DOI: 10.3987/COM-12-S(N)112
■ NEW INDOLE ALKALOIDS FROM ALSTONIA MACROPHYLLA
Jun Deguchi, Tomokazu Shoji, Yusuke Hirasawa, Abdul Rahman, Osamu Shirota, and Hiroshi Morita*
Faculty of Pharmaceutical Sciences, Hoshi University, 2-4-41 Ebara, Shinagawa-ku, Tokyo 142-8501, Japan
Abstract
Alkaloidal investigations of Alstonia macrophylla led to the isolation of a new 3-alkylpyridinium-indole-2-carboxylate scaffold alkaloid, N(1)-demethyl-7-methoxyikirydinium A (1) and a yohimbane-type alkaloid, 10-methoxydihydrosempervirine (2), and two strychane-type alkaloids, 17-carboxylcompactivervine N-oxide (3) and 17-carboxylalstovine N-oxide (4).
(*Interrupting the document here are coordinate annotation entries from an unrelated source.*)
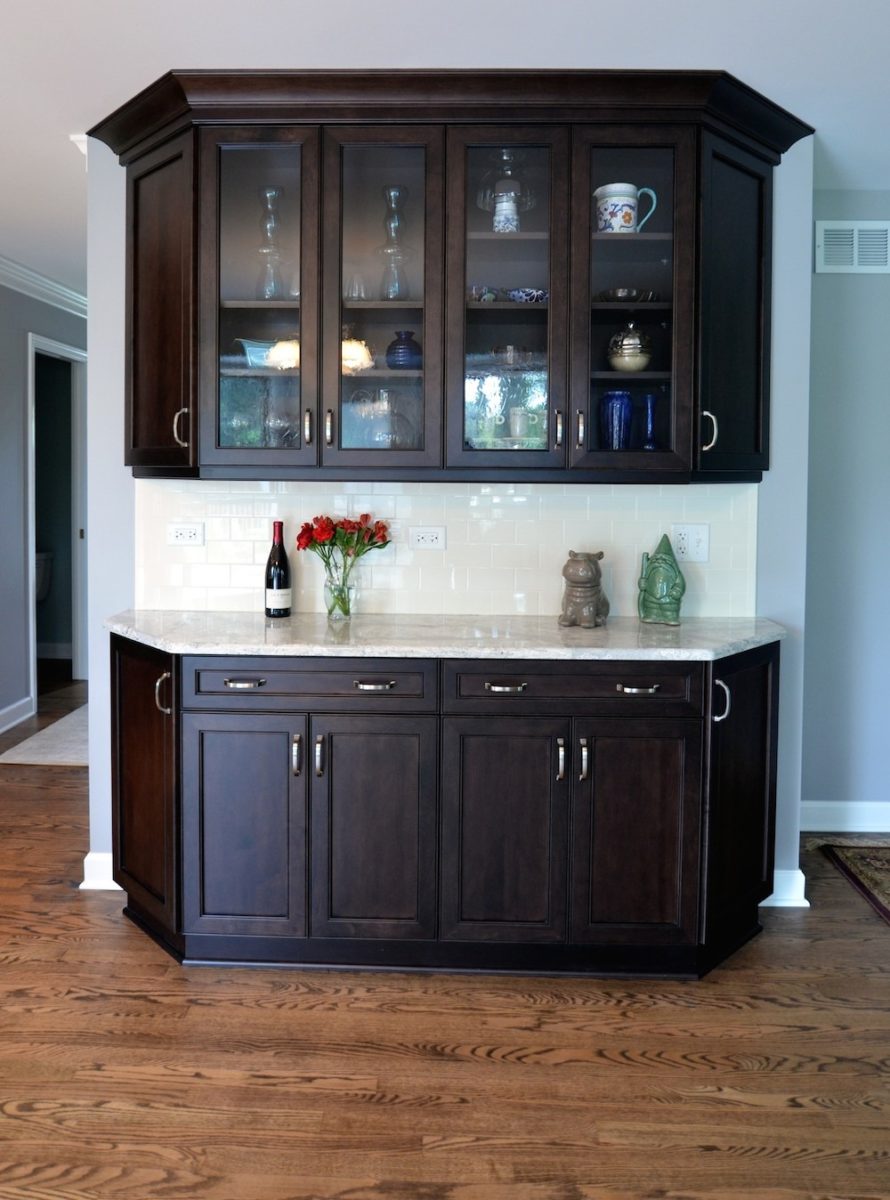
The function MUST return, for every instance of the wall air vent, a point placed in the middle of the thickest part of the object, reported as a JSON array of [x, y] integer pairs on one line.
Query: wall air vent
[[855, 247]]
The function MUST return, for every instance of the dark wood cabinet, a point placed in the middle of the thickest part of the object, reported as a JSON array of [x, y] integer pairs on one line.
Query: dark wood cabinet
[[457, 208], [144, 775], [373, 826], [505, 827], [602, 816], [244, 825]]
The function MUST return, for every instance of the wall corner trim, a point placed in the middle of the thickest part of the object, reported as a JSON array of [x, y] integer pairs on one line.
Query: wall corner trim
[[787, 891], [38, 287], [97, 873]]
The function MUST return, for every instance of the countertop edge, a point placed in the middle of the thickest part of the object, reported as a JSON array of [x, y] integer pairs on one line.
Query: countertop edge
[[698, 640]]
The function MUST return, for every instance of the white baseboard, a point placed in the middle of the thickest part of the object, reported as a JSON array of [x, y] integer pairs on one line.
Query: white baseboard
[[830, 816], [787, 891], [97, 873], [14, 713]]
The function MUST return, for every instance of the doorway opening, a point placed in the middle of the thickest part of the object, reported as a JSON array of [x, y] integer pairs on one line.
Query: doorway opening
[[58, 513]]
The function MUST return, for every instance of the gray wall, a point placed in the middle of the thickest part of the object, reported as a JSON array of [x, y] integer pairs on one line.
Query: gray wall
[[847, 663], [19, 316]]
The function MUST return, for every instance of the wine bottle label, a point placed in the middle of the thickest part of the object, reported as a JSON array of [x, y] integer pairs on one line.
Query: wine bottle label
[[278, 598]]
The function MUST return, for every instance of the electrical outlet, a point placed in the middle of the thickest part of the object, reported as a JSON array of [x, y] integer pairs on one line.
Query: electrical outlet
[[185, 533], [691, 543], [427, 537]]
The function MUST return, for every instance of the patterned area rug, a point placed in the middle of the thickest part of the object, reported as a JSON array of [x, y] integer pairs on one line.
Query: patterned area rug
[[61, 744], [867, 868]]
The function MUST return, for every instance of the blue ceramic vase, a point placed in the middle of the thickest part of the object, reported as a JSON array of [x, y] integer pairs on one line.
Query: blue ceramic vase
[[615, 412], [403, 353]]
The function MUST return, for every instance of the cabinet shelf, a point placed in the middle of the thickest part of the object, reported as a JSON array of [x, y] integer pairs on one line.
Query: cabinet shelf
[[260, 304]]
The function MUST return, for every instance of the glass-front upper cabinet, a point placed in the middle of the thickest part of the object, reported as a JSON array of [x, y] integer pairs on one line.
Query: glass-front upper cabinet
[[506, 321], [632, 285], [382, 372], [259, 341]]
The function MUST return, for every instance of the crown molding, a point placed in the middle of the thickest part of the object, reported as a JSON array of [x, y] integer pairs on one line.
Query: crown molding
[[38, 287]]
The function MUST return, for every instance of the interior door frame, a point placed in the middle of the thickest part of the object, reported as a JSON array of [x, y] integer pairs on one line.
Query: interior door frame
[[77, 358]]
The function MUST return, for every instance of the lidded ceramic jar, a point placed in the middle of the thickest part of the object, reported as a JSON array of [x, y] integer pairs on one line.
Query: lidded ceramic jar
[[630, 349]]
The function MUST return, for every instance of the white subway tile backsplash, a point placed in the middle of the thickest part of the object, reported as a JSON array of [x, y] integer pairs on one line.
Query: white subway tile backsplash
[[506, 544]]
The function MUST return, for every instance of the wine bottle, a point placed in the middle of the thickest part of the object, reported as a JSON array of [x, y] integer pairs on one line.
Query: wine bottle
[[277, 575]]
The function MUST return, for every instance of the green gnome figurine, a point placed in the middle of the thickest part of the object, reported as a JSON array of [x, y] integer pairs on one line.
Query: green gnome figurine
[[661, 586]]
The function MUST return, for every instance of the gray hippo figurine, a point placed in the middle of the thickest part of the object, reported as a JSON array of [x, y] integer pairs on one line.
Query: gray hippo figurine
[[584, 603]]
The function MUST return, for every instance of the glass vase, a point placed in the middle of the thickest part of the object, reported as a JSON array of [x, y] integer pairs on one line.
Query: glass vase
[[340, 594]]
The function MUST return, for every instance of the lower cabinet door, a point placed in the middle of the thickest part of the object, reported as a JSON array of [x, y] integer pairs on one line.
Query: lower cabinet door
[[144, 778], [505, 798], [244, 823], [373, 792], [637, 831]]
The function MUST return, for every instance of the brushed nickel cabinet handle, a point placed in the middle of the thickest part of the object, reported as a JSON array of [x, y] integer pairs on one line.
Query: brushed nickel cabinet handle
[[176, 418], [719, 683], [709, 445], [158, 684]]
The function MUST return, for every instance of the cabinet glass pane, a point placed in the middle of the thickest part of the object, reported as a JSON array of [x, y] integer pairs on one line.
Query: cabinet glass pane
[[259, 297], [382, 285], [507, 270], [631, 299]]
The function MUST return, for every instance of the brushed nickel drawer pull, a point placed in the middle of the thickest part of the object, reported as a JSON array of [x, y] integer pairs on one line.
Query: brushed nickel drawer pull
[[176, 438], [713, 419], [719, 683], [158, 683]]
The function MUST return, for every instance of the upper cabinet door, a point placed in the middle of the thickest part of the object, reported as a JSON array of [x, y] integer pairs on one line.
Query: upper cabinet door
[[734, 317], [383, 250], [160, 420], [507, 205], [259, 297], [632, 318]]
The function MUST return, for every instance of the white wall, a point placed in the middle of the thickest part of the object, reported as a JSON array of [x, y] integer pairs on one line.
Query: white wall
[[846, 719]]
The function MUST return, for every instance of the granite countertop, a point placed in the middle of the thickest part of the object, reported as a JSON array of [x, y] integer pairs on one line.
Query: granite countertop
[[699, 639]]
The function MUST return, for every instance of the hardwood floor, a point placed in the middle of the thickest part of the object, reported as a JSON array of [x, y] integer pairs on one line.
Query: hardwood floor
[[126, 1075]]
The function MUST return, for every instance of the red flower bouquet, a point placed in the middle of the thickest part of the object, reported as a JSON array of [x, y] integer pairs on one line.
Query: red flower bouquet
[[340, 545]]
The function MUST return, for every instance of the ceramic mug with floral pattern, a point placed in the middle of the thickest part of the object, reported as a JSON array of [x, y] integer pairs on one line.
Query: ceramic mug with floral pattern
[[617, 205]]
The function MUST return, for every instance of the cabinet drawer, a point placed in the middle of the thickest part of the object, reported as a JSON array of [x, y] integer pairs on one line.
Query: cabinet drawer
[[319, 684], [599, 688]]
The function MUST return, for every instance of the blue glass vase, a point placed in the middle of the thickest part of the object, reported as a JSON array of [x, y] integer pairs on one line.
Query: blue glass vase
[[615, 412], [404, 354]]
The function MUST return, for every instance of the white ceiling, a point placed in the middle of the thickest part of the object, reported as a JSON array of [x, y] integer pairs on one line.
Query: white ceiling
[[67, 64]]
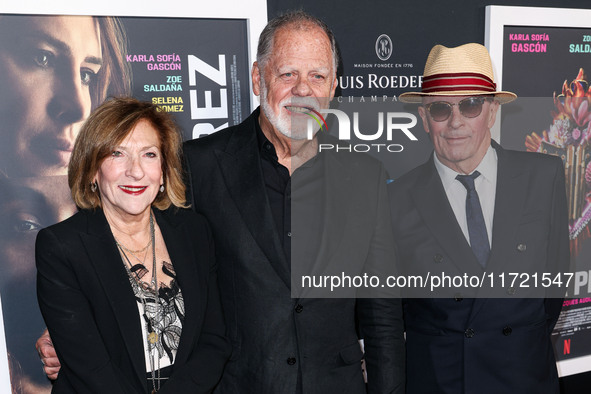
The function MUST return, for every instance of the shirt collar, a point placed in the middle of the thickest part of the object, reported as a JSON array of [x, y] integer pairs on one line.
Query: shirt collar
[[487, 168]]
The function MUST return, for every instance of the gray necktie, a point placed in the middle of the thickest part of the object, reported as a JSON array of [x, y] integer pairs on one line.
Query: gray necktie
[[475, 219]]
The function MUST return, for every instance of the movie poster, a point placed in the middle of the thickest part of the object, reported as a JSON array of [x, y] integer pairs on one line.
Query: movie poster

Their structures were elucidated by NMR spectral analysis using 2D techniques and CD spectra.Plants of the genus Alstonia (Apocynaceae) are widely distributed in tropical regions of Africa and Asia. Several species of Alstonia used in traditional medicine throughout Southeast Asia for the treatment of malaria and other ailments including tumours.1 In the course of our investigation of bioactive indole alkaloids from tropical plants belonging to Apocynaceae, we have reported four new picraline and ajmaline-type indole alkaloids, alstiphyllanines A-D, which showed antiplasmodial activity against Plasmodium falciparum and vasorelaxant activity,2 and alstiphyllanines E-H, which have biological activities such as vasorelaxant activity and inhibiting sodium glucose cotransporter,3 from A. macrophylla collected in Indonesia. In this paper we would like to report the isolation and structure elucidation of new alkaloids 1-4 from A. macrophylla collected in Indonesia.
RESULTS AND DISCUSSION
N(1)-Demethyl-7-methoxyikirydinium A (1) showed the pseudomolecular ion peak at m/z 325 (M+H)+ in ESIMS, and the molecular formula, C19H20N2O3, was established by HRESIMS [m/z 325.15862, (M+H)+ Δ +3.40 mDa]. IR spectrum showed absorption bands (3435 and 1675 cm-1) characteristic of carboxylic acid. The 1H NMR data (Table 1) showed the presence of a 3-ethylpyridinium, a 1,2,4-trisubstituted benzene, and a 1,2-disubstitued ethane. Diagnostic 2D NMR correlations (Figure 1) indicated an assembly of these structure fragments. The position of a methoxy group was confirmed by an HMBC correlation of O-Me to C-7 (δC 160.2). The molecular formula of 1 was larger than that of ikirydinium A isolated from Hunteria umbellata4 by an oxygen atom. Compared with 1H NMR data of ikirydinium A, the presence of a 3-alkylpyridinium-indole-2-carboxylate backbone without an N-methyl group was suggested for 1.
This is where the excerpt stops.